Automated testing is essential for a software startup. You are wasting time and money if you forego rigorous unit and functional testing.
In the first two years of our startup I have seen all three of these theoretical arguments validated. We have maintained high quality through 30+ software releases without ever hiring QA. We have fundamentally refactored core financial systems in a single development iterations and gotten it right, due to automated test coverage.
I can not argue strongly enough in favor of unit/functional testing from day 0.
I'm a complete believer in unit testing. It took me a while to get the hang of it, but once I got past the learning curve, it saved me far more time than it cost.
The main benefits for me were:
The major drawback, apart from the initial learning curve, is that it takes experience to know what parts of the system can and should be unit tested. For example, a web API should be thoroughly tested, but most user interfaces change too rapidly to make the effort worthwhile.
Absolutely!
(not only will it prove to you things work now, but when you make changes in the future, it'll prove that things still work )
(I've written many apps, both with and without unit tests )
It depends on your end goal. If you want to get it out quickly, before the competition, then whatever doesn't help you with that hurts you.
If you want to design for maintenance now then unit test.
If you are in the very early stages and your design is changing a great deal, then unit testing can be a pain, as you will constantly be changing tests just because you are madly making interface changes.
But, ultimately, by the time you have it out of beta you should be unit testing, as you are now going into a maintenance phase, and this will help ensure that your code is in better shape.
I am in the early stages, haven't even fully settled on a language yet, so no unit testing. :)
Unit testing helps demonstrate that your application is doing what you intend. Wouldn't you, and/or your team of coders, like that peace of mind before giving the app to the world? Personal experience tells me that if you don't unit testing from the get-go your application will eventually reach a point where you think you need it. And unit testing as an afterthought is more difficult than doing it as part of your development process from the start. Sure, it's time consuming, but at least you'll know your app works and that its design is solid (another benefit: writing tests makes you think about your design/APIs). Hopefully the up-front cost of unit testing will save you time later when your startup has to worry more about the business end of things.

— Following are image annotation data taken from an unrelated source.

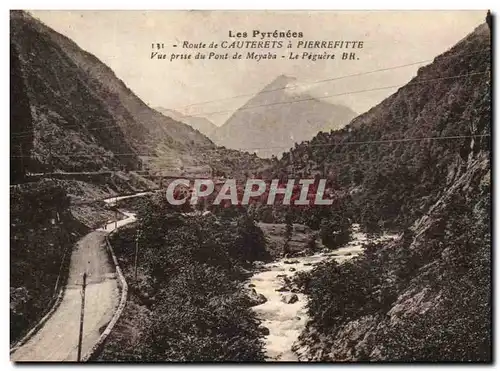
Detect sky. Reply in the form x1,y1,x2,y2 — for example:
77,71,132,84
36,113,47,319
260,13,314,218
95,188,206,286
30,10,486,126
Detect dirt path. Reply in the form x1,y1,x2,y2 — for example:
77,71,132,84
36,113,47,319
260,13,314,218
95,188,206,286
11,202,139,362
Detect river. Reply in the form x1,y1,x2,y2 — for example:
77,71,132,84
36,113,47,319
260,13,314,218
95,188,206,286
247,224,396,361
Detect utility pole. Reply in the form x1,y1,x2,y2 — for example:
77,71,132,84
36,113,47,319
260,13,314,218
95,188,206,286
76,272,87,362
134,229,141,285
19,143,25,172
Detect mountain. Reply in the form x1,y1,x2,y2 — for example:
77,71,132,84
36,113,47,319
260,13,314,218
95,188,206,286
10,11,215,175
155,107,217,138
272,24,492,362
211,75,356,157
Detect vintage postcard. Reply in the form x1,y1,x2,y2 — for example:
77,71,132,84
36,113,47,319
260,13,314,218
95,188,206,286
10,10,494,363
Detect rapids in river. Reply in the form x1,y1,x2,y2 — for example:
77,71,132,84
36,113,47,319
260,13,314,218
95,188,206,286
247,224,396,361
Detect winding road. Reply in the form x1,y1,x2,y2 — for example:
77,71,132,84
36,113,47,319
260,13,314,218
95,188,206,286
11,193,141,362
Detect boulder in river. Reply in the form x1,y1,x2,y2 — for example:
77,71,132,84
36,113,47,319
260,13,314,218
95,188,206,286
258,326,270,336
248,289,267,307
281,294,299,304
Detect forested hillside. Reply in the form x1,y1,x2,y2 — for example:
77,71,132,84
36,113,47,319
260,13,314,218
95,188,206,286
277,24,492,361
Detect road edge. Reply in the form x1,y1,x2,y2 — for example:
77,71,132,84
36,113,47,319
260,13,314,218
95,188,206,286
81,229,128,362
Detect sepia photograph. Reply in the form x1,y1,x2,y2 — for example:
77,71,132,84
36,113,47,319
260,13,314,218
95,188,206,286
6,9,495,364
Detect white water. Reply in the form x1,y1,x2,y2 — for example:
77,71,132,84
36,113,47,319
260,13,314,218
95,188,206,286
97,192,151,232
249,224,396,361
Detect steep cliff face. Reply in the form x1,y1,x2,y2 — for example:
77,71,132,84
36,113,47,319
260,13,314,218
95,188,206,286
10,43,33,183
211,75,356,157
284,25,492,362
11,11,213,174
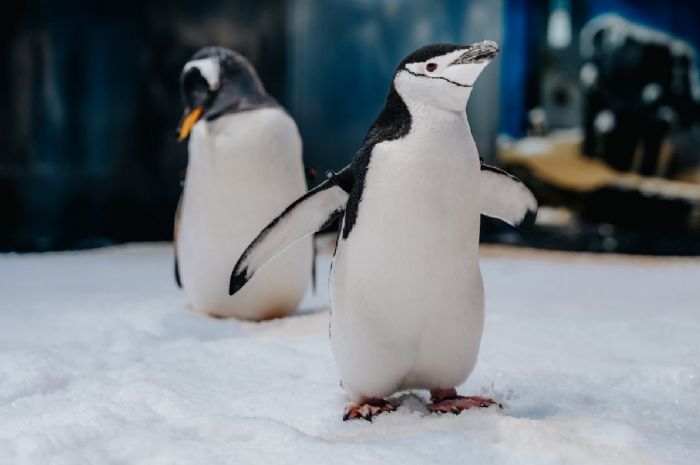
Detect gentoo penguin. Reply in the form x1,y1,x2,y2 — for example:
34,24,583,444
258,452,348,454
229,41,537,420
175,47,312,320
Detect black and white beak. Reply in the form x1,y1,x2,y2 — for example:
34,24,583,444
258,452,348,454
448,40,498,66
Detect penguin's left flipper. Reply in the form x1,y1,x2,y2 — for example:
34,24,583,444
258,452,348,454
173,194,182,289
229,166,354,295
479,163,537,231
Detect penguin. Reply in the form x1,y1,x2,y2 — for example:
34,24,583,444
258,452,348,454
229,41,537,420
174,47,312,321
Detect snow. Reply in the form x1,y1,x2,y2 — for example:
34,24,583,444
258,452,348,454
0,241,700,465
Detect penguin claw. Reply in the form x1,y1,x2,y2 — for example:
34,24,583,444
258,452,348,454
343,399,396,423
428,396,503,415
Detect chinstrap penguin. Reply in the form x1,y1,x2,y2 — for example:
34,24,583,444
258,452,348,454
175,47,312,320
229,41,537,420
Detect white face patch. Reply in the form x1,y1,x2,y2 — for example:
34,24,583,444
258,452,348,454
406,49,488,87
184,58,221,91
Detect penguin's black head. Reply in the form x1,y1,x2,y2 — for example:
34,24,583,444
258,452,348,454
178,47,276,141
394,40,498,111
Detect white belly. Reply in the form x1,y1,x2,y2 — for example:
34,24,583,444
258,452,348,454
331,118,484,400
177,109,312,319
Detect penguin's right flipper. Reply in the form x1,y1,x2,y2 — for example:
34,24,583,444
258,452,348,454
229,166,354,295
173,194,182,289
479,162,537,231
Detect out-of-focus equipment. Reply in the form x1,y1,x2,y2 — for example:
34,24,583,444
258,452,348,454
580,15,700,180
499,15,700,254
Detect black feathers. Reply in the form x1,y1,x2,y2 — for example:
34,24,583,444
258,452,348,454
228,268,248,295
518,210,537,231
399,44,466,69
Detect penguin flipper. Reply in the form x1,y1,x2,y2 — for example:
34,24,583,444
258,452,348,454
479,162,537,231
173,194,182,289
229,167,352,295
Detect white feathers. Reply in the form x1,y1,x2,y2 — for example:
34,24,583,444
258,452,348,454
184,58,221,91
233,181,348,285
479,169,537,226
177,108,312,320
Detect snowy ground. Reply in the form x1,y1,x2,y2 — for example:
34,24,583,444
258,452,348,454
0,241,700,465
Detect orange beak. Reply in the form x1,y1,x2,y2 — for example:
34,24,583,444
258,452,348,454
177,107,203,142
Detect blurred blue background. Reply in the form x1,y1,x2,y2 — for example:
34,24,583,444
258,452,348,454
0,0,700,251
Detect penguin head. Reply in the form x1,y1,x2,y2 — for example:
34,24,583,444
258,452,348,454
394,40,498,111
177,47,276,141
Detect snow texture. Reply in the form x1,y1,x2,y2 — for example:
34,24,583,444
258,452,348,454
0,245,700,465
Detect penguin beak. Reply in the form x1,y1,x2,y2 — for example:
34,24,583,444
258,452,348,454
449,40,498,66
177,107,203,142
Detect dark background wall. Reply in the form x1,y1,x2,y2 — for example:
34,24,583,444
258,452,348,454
0,0,700,251
0,0,286,250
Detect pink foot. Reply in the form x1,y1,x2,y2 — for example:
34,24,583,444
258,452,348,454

I'd recommend incorporating Test Driven Development (TDD) into your practices. I think it's well suited for a startup environment. You don't have time to backtrack and handle regressions. You need something automated to help protect you against it.
What's more and what I haven't seen mentioned here, is TDD can actually benefit your architecture greatly. If you're focusing on smaller problems and incrementally advancing your business logic, your code will be more clear and concise. Otherwise, I've found over engineering happens.
I'm a big believer in the promises of Agile Development methodologies, and Test Driven Development is a cornerstone practice. It's a great way to get started in incremental development, and really helps you release early and often.
This might be an insignificant grammatical point, but no, I would not write a unit test for my app.
I would write unit tests to test individual units of code as part of the development process.
The tests for the whole app are integration tests and/or QA tests. There is a significant difference even though they are all called "tests."